Уйти на Запад — страница 48 из 51

— Не знаю, — честно признался я. — А за какими вещами вы сюда приехали? Здесь вообще остались хоть какие-нибудь пригодные вещи?

— Грабители редко ищут что-нибудь на чердаках, если в их распоряжении все комнаты большого дома, — ответила Оливия. — Я надеюсь, то, что я сложила перед отъездом на чердаке, сохранилось.

Ее расчет оказался верным: внешне на чердаке все выглядело таким же разоренным, как и внизу, у самой лестницы валялись какие-то ободранные одноногие столики, пыльное рваное тряпье, несколько тюфяков, из дыр которых лезла серая от времени вата. А дальше стояли простые щелястые ящики, в которых хранились более-менее ценные вещи небольшого объема: часы, картины, книги, статуэтки, столовое серебро, фарфоровая посуда.
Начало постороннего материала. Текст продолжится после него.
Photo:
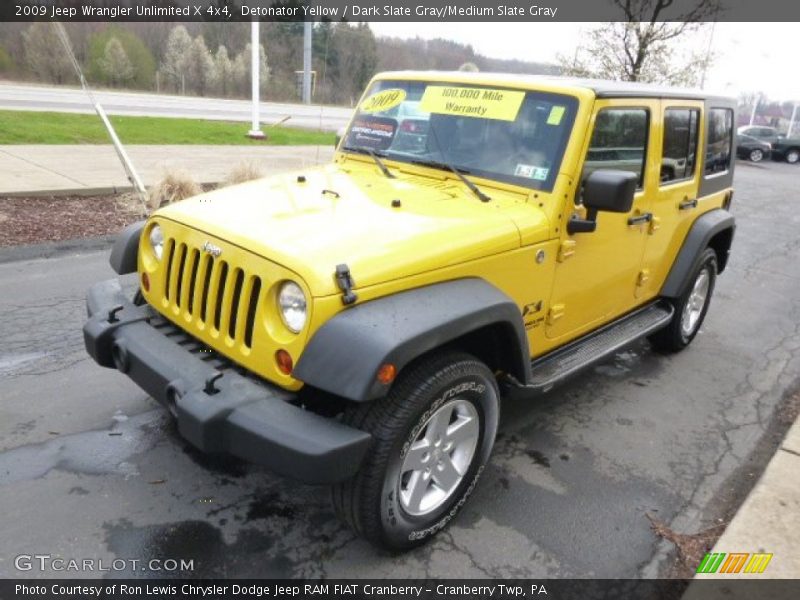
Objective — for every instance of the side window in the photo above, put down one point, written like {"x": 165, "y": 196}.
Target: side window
{"x": 719, "y": 140}
{"x": 679, "y": 153}
{"x": 619, "y": 141}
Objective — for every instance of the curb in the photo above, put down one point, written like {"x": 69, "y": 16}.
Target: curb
{"x": 758, "y": 522}
{"x": 86, "y": 191}
{"x": 55, "y": 249}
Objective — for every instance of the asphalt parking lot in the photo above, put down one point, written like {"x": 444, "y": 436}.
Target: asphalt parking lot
{"x": 90, "y": 467}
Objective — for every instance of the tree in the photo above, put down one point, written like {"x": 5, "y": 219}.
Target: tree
{"x": 115, "y": 63}
{"x": 140, "y": 58}
{"x": 44, "y": 55}
{"x": 642, "y": 48}
{"x": 6, "y": 62}
{"x": 356, "y": 59}
{"x": 199, "y": 67}
{"x": 173, "y": 66}
{"x": 223, "y": 72}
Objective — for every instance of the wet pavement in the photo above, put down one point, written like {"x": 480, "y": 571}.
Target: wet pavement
{"x": 90, "y": 467}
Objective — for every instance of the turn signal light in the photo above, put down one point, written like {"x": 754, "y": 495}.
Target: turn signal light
{"x": 285, "y": 362}
{"x": 387, "y": 373}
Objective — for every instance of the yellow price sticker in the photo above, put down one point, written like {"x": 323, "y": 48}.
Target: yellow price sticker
{"x": 383, "y": 101}
{"x": 480, "y": 103}
{"x": 556, "y": 114}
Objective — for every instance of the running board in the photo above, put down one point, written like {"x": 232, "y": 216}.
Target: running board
{"x": 560, "y": 364}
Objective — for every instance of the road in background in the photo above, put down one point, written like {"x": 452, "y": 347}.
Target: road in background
{"x": 15, "y": 96}
{"x": 90, "y": 467}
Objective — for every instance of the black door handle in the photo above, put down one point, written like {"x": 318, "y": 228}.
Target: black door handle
{"x": 639, "y": 219}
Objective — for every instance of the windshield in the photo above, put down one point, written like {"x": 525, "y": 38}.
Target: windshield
{"x": 509, "y": 135}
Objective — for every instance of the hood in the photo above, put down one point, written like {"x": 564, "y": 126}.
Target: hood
{"x": 310, "y": 221}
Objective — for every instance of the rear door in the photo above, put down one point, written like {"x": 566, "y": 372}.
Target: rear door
{"x": 675, "y": 204}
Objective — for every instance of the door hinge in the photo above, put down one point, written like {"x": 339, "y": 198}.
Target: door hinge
{"x": 655, "y": 225}
{"x": 643, "y": 277}
{"x": 555, "y": 313}
{"x": 566, "y": 250}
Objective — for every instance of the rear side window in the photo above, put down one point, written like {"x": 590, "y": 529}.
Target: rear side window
{"x": 679, "y": 153}
{"x": 720, "y": 140}
{"x": 619, "y": 141}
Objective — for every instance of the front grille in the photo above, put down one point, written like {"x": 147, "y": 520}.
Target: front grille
{"x": 210, "y": 294}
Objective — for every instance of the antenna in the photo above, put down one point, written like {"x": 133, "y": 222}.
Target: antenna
{"x": 133, "y": 176}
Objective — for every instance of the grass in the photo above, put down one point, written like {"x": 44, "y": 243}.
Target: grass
{"x": 24, "y": 127}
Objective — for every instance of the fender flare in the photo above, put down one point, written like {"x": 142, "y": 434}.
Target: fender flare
{"x": 703, "y": 230}
{"x": 125, "y": 253}
{"x": 344, "y": 355}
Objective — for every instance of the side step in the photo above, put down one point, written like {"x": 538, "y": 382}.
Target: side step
{"x": 560, "y": 364}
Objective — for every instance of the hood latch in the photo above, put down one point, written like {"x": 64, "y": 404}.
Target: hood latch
{"x": 345, "y": 283}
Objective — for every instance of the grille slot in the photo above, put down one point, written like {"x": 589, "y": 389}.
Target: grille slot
{"x": 209, "y": 293}
{"x": 207, "y": 265}
{"x": 252, "y": 305}
{"x": 223, "y": 275}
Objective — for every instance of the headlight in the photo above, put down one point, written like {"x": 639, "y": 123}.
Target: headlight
{"x": 292, "y": 306}
{"x": 157, "y": 241}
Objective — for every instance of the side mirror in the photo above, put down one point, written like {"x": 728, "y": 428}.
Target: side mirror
{"x": 339, "y": 135}
{"x": 604, "y": 190}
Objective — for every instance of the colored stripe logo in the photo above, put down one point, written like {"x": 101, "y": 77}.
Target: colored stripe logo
{"x": 734, "y": 562}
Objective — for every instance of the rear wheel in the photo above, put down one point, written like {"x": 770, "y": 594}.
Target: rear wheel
{"x": 690, "y": 307}
{"x": 432, "y": 436}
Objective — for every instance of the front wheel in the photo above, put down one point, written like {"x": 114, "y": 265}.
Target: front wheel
{"x": 432, "y": 436}
{"x": 690, "y": 307}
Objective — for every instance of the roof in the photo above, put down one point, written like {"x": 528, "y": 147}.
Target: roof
{"x": 601, "y": 88}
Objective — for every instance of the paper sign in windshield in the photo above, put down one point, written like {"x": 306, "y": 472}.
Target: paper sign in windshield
{"x": 383, "y": 101}
{"x": 556, "y": 114}
{"x": 375, "y": 133}
{"x": 481, "y": 103}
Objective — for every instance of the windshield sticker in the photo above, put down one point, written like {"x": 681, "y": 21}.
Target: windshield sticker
{"x": 501, "y": 105}
{"x": 375, "y": 133}
{"x": 383, "y": 101}
{"x": 531, "y": 172}
{"x": 556, "y": 114}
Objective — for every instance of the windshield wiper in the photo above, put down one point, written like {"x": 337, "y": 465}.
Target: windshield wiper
{"x": 458, "y": 172}
{"x": 373, "y": 155}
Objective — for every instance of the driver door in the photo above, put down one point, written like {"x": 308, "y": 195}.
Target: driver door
{"x": 597, "y": 276}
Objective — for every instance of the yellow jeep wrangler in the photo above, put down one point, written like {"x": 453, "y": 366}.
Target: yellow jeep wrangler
{"x": 356, "y": 324}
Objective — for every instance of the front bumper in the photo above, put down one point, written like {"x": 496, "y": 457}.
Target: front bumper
{"x": 217, "y": 411}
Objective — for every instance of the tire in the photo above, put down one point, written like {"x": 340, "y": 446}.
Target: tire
{"x": 379, "y": 503}
{"x": 690, "y": 308}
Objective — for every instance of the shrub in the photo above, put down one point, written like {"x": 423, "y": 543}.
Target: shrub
{"x": 175, "y": 186}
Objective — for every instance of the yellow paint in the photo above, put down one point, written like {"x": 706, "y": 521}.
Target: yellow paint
{"x": 383, "y": 101}
{"x": 475, "y": 102}
{"x": 279, "y": 229}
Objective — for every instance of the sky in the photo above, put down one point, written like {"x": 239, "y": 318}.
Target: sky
{"x": 749, "y": 57}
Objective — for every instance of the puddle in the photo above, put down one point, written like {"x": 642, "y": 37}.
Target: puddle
{"x": 88, "y": 452}
{"x": 9, "y": 363}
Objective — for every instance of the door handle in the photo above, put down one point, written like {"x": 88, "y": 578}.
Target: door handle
{"x": 639, "y": 219}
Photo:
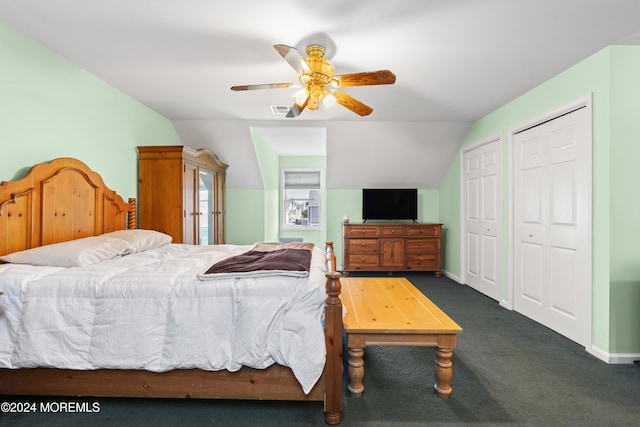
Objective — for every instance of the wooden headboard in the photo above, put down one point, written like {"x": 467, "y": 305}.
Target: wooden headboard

Не всем вещам такое хранение пошло на пользу, но внизу у этих предметов и такого шанса сохраниться не было.

— Возьмем вот эти часы, — сказала Оливия, показывая на продолговатый ящик, напоминающий детский гробик. — За них даже сейчас в Новом Орлеане можно выручить двести долларов.

Я поднял ящик и понес его вниз. Сзади Оливия пошуршала чем-то и спустилась несколько минут спустя со шляпной картонкой и большим бумажным пакетом. Мы вынесли отобранные вещи на крыльцо и стали размышлять, что бы такое означал рисунок и вообще, имеет ли он хоть какое отношение к спрятанным старухой бриллиантам.

— Скорее всего, — рассуждал я, — ваша бабушка и в самом деле написала письмо о бриллиантах. Она больше любила вашу кузину, чем вас?

Оливия пожала плечами:

— Думаю, если б я была в отъезде, а Эжени пришлось возиться с бабушкой, хорошей внучкой была бы я, а Эжени – плохой.

— Как письмо вашей бабушки попало к майору Грину? Нет, я понимаю, что это вам неизвестно, но если порассуждать?

— От мистера Рэдли? — предположила Оливия. — Он написал нам два года назад, что Эжени умерла. Вроде обещал приехать, как только это будет возможно… зачем? Мы его не знали, дядя Горацио вообще кричал, что ему такой зять не нужен, и что он его пристрелит, как только увидит… Зачем ему к нам ехать?

— Ну, если у него было письмо вашей бабушки – почему нет?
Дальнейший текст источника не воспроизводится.